The Federal Reserve‘s decision to raise the federal funds rate by 25 basis points on Wednesday signaled that officials are still focused on bringing down inflation to 2% while monitoring how much recent bank failures slow lending in the economy and cool demand.
Mortgage rates, which climbed upward one day and went down the next in the wake of the recent wave of bank failures, will continue to be volatile before it stabilizes, industry watchers said.
“The volatility can be pinned on uncertainty about the stability of the banking system and the course of the Federal Reserve’s inflation-fighting campaign,” Holden Lewis, home and mortgage expert at NerdWallet, said. “As that uncertainty drains away, mortgage rates will have smaller day-to-day swings.”
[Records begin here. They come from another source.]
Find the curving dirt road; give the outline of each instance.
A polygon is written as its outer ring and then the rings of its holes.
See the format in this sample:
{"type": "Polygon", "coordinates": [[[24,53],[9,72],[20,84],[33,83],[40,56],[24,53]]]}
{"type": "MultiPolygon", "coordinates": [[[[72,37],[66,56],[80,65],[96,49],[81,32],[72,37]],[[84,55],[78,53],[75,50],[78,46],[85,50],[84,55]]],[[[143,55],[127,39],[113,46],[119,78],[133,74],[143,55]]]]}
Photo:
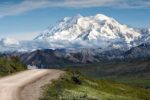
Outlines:
{"type": "Polygon", "coordinates": [[[0,100],[38,100],[41,87],[63,73],[60,70],[34,69],[0,78],[0,100]]]}

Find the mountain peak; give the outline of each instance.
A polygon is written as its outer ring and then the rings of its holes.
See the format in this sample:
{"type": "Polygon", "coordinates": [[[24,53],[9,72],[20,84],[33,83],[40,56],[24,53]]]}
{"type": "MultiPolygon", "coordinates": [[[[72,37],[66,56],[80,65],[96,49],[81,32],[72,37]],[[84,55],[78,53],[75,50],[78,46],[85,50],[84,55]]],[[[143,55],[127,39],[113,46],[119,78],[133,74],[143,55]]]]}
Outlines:
{"type": "MultiPolygon", "coordinates": [[[[137,30],[122,25],[103,14],[95,16],[65,17],[54,26],[47,28],[33,41],[16,41],[6,38],[0,47],[14,47],[14,50],[36,50],[57,48],[100,48],[129,50],[150,40],[150,29],[137,30]],[[3,46],[4,45],[4,46],[3,46]]],[[[9,49],[9,48],[8,48],[9,49]]],[[[12,49],[12,48],[11,48],[12,49]]]]}
{"type": "Polygon", "coordinates": [[[108,17],[104,14],[96,14],[94,17],[97,18],[97,19],[101,19],[101,20],[102,19],[110,19],[110,17],[108,17]]]}
{"type": "Polygon", "coordinates": [[[77,14],[76,16],[74,16],[73,18],[76,18],[76,19],[78,19],[78,18],[82,18],[83,16],[81,15],[81,14],[77,14]]]}
{"type": "Polygon", "coordinates": [[[103,14],[83,17],[77,15],[66,17],[53,27],[47,29],[36,37],[35,40],[48,41],[76,41],[76,40],[122,40],[126,43],[138,38],[138,33],[133,28],[121,25],[115,19],[103,14]]]}

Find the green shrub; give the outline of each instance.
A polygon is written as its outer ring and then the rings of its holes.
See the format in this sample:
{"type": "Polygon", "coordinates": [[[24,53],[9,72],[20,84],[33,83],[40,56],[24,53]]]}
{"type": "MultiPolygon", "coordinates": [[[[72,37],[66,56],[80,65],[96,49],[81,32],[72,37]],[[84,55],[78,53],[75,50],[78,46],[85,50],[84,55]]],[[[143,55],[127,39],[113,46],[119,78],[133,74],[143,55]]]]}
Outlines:
{"type": "Polygon", "coordinates": [[[9,75],[27,69],[17,57],[0,57],[0,76],[9,75]]]}
{"type": "Polygon", "coordinates": [[[150,91],[68,71],[44,87],[40,100],[150,100],[150,91]]]}

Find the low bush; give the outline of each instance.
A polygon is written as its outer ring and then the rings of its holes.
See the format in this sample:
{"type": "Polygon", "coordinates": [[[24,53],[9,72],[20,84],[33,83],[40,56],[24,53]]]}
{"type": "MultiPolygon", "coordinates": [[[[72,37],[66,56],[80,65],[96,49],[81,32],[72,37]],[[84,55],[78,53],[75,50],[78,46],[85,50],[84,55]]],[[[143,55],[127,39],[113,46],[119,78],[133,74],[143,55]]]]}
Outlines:
{"type": "Polygon", "coordinates": [[[44,87],[40,100],[150,100],[150,91],[67,71],[44,87]]]}
{"type": "Polygon", "coordinates": [[[27,69],[17,57],[0,57],[0,76],[9,75],[27,69]]]}

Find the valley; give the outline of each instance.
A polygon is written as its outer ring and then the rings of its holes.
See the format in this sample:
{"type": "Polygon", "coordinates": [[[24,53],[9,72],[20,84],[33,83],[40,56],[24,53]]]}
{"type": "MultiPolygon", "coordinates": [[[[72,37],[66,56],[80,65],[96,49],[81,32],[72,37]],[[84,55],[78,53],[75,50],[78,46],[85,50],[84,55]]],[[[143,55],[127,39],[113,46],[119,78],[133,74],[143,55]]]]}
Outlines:
{"type": "Polygon", "coordinates": [[[150,28],[77,15],[2,38],[0,100],[150,100],[150,28]]]}
{"type": "Polygon", "coordinates": [[[84,66],[74,66],[85,76],[94,79],[106,79],[131,86],[150,89],[149,60],[131,62],[97,63],[84,66]]]}

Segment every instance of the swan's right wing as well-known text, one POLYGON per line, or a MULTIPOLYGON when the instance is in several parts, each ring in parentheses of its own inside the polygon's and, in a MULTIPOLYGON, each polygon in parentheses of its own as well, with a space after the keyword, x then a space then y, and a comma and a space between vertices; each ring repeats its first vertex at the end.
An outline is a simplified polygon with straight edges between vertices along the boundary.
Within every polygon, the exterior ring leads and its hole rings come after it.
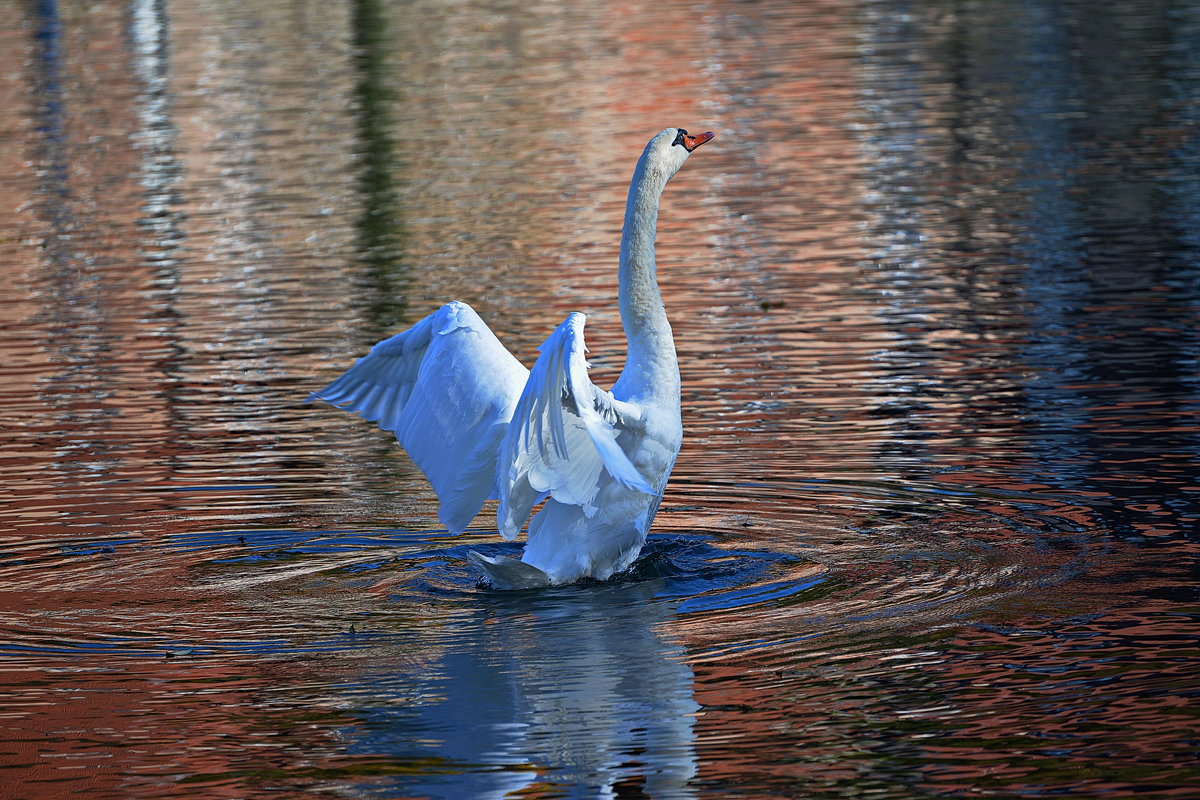
POLYGON ((538 348, 525 390, 500 450, 497 484, 500 533, 512 539, 545 497, 598 510, 605 481, 654 494, 618 441, 623 429, 641 426, 637 409, 615 400, 587 374, 583 314, 571 314, 538 348))
POLYGON ((313 397, 394 431, 459 533, 495 496, 496 458, 529 371, 466 303, 385 339, 313 397))

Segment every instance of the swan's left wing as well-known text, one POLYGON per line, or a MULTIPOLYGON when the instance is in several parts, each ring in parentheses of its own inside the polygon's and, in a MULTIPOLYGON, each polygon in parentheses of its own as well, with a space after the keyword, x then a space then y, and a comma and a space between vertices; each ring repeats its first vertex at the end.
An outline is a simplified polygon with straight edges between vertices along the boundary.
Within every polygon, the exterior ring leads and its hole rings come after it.
POLYGON ((621 448, 621 429, 640 414, 587 374, 583 314, 571 314, 538 348, 540 355, 517 401, 500 449, 497 488, 500 533, 512 539, 538 502, 549 496, 591 516, 605 476, 647 494, 654 488, 621 448))
POLYGON ((459 533, 495 497, 496 457, 527 375, 469 305, 453 302, 313 396, 395 432, 459 533))

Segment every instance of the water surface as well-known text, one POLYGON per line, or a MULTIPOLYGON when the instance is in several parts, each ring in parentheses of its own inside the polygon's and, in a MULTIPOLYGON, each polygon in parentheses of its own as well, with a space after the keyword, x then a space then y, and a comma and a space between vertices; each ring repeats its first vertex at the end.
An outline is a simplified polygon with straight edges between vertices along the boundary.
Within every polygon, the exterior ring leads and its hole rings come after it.
POLYGON ((6 3, 13 797, 1193 797, 1200 6, 6 3), (305 402, 471 303, 685 444, 635 568, 480 585, 305 402))

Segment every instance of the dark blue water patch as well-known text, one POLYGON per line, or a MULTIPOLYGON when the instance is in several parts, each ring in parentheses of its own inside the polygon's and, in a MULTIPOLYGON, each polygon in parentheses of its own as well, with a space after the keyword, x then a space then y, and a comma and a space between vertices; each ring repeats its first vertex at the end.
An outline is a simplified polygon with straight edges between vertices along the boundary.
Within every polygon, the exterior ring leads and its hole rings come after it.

Over the past two weeks, investors have considered Treasuries a safe haven amid the banking system turmoil. The 10-year Treasury yields, which act as a benchmark for mortgage rates, has been fluctuating, dropping to as low as 3.39% from nearly 4% in the two-week period.
“The flight to safety caused by the banking concerns caused mortgage interest rates to fall, while concerns that market participants may pull back from investing in mortgage-based assets have caused rates – particularly on jumbo loans – to increase,” Marty Green, principal of residential mortgage law firm Polunsky Beitel Green, said in an e-mailed response.
In return, rates will continue to fluctuate over the coming weeks as incoming data changes and market participants adjust to the new reality as it unfolds, Green projected.
Logan Mohtashami, lead analyst at HousingWire, expects short-term interest rates to fall because the 10-year yield tanked lower during Chairman Powell’s press conference — and afterward.
“We are once again at a key critical area of the 10-year yield, and if we can break this level, the short-term rates have room to go lower,” Mohtashami said.
Mortgage rates declined for the second week in a row, with the 30-year fixed rate dropping to 6.48%, the lowest level in a month, according to the Mortgage Bankers Association (MBA). Optimal Blue data show the 30-year fixed rates at 6.538% on Tuesday at HousingWire’s Mortgage Rates Center. Rates were lower at 6.45% on Wednesday on Mortgage News Daily.
In a notable shift this month, led by the sudden failures of Silicon Valley Bank (SVB) and Signature Bank, the central bank’s policy statement removed the reference to “ongoing” hikes and noted instead that “some additional policy firming may be appropriate.”
Either way, this means that interest rates will likely remain elevated, Hannah Jones, economic data analyst at Realtor.com, noted.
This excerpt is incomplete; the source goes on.